SentimentSeer-LSTM is a repository featuring a sentiment analysis project that leverages Long Short-Term Memory (LSTM) networks. This notebook demonstrates the entire workflow of preparing text data, building an LSTM-based sentiment classification model, training it, and evaluating its performance.
- Overview
- Getting Started
- Data Preparation
- Model Architecture
- Training the Model
- Model Evaluation
- Usage
- Contributing
- License
SentimentSeer-LSTM provides a comprehensive implementation of sentiment analysis using LSTM networks. The primary components of this project include:
- Data Preparation: Includes downloading and preprocessing text data.
- Model Architecture: Describes the LSTM network used for sentiment classification.
- Training: Outlines the process of training the LSTM model on the preprocessed data.
- Evaluation: Details how to evaluate the model’s performance on test data.
- Inference: Shows how to use the trained model for making predictions on new text data.
To run the notebook, ensure that you have the following dependencies installed:
- Python (>= 3.6)
- PyTorch (>= 1.0)
- NumPy
- Collections
- String
Install the required Python packages using pip:
pip install numpy torch
The dataset used consists of movie reviews and their associated sentiment labels. Data is first downloaded and then preprocessed, which includes:
- Reading Text Files: The reviews and labels are loaded from text files.
- Text Normalization: Converting all text to lowercase and removing punctuation.
- Tokenization: Splitting text into words and converting words to integer tokens.
- Padding: Ensuring that all sequences are of uniform length for model input.
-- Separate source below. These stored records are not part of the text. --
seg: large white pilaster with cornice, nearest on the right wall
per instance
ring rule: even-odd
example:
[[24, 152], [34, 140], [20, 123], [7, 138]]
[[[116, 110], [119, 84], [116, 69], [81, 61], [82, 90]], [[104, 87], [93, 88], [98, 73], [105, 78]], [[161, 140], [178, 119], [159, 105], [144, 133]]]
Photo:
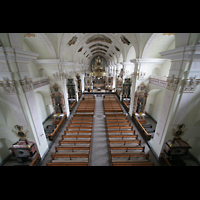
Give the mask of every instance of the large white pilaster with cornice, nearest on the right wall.
[[[162, 57], [171, 60], [171, 68], [163, 107], [152, 141], [152, 147], [158, 156], [166, 140], [172, 138], [171, 131], [174, 128], [173, 126], [187, 123], [184, 119], [195, 91], [190, 83], [191, 81], [195, 83], [194, 86], [198, 84], [195, 77], [191, 75], [200, 75], [200, 70], [197, 67], [197, 63], [200, 61], [199, 50], [199, 45], [190, 45], [160, 53]], [[190, 78], [193, 80], [190, 80]], [[188, 125], [191, 126], [191, 124]]]

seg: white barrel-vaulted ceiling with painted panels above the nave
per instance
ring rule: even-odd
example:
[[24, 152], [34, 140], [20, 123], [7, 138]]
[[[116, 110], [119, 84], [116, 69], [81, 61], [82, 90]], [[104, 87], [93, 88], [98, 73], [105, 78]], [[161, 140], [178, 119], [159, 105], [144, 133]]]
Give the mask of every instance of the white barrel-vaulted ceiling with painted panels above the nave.
[[40, 54], [38, 59], [63, 59], [79, 64], [90, 64], [96, 55], [105, 57], [108, 64], [160, 57], [159, 52], [165, 51], [174, 39], [174, 35], [163, 33], [24, 34], [24, 43]]

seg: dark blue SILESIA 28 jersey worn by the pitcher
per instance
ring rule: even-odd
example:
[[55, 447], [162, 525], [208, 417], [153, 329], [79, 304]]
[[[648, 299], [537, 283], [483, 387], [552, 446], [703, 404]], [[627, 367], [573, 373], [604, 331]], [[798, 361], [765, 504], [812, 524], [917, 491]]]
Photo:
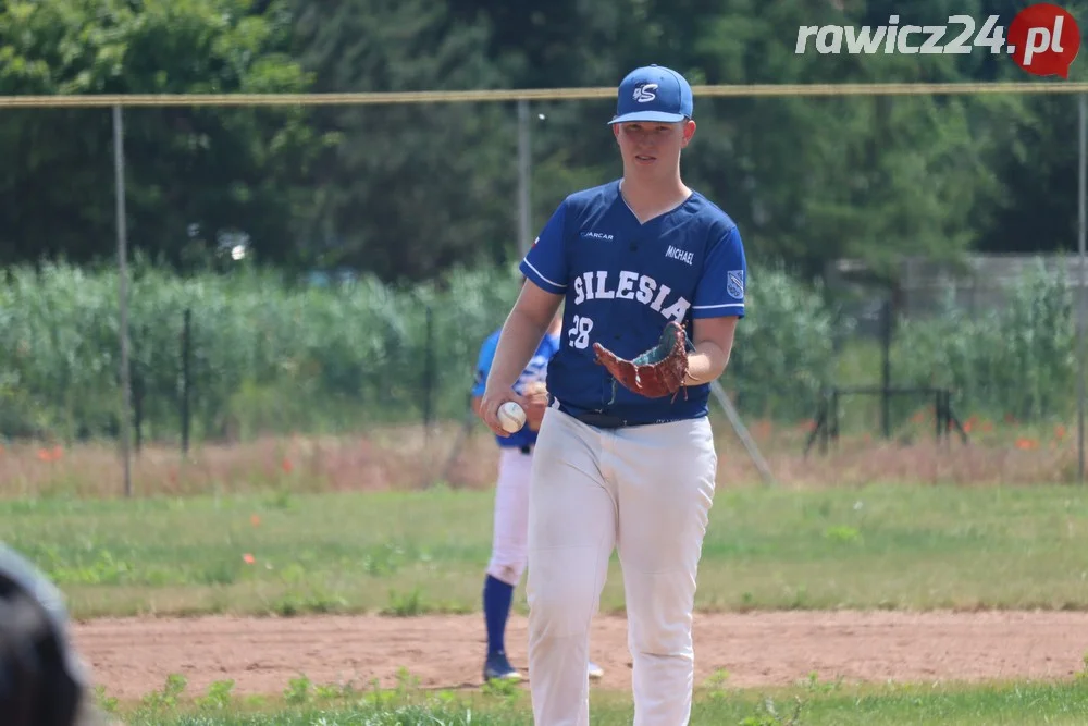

The sentiment analysis model is built using Long Short-Term Memory (LSTM) networks. The model architecture consists of:
- Embedding Layer: Transforms word indices into dense vectors of fixed size.
- LSTM Layer: Processes the sequences to capture temporal dependencies.
- Dropout Layer: Regularizes the model to prevent overfitting.
- Fully Connected Layer: Maps LSTM outputs to sentiment classes.
- Sigmoid Activation: Produces the final probability of the review being positive.
The model is trained using the following steps:
- Data Loading: Data is split into training, validation, and test sets. Dataloaders are used to handle batching and shuffling of the training data.
- Loss Function: Binary Cross Entropy Loss is used to measure the error in predictions.
- Optimizer: Adam optimizer is used for updating the model’s parameters.
- Epochs: The model is trained over a set number of epochs, with validation loss being monitored to prevent overfitting.
- You can find trained model on HuggingFace - https://huggingface.co/joe-xhedi/SentimentSeer_LSTM/blob/main/sentiment_analysis_model.pth
After training, the model is evaluated on a separate test set to determine its performance. Key metrics include:
- Test Loss: Average loss on the test data => 0.477
- Test Accuracy: Proportion of correctly classified reviews. => 0.803 (trained for 4 epochs)
The evaluation helps in understanding how well the model generalizes to unseen data.
To use the trained model for predicting the sentiment of new reviews:
- Tokenize and Pad Review: Convert the review into tokenized integers and pad it to the required sequence length.
- Predict: Pass the processed review through the model to get the sentiment prediction.
Examples of how to use the model for prediction are provided in the notebook.
Contributions are welcome! Please fork the repository and submit a pull request with your changes. Ensure that your code adheres to the existing style and includes relevant tests.
This project is licensed under the MIT License - see the LICENSE file for details.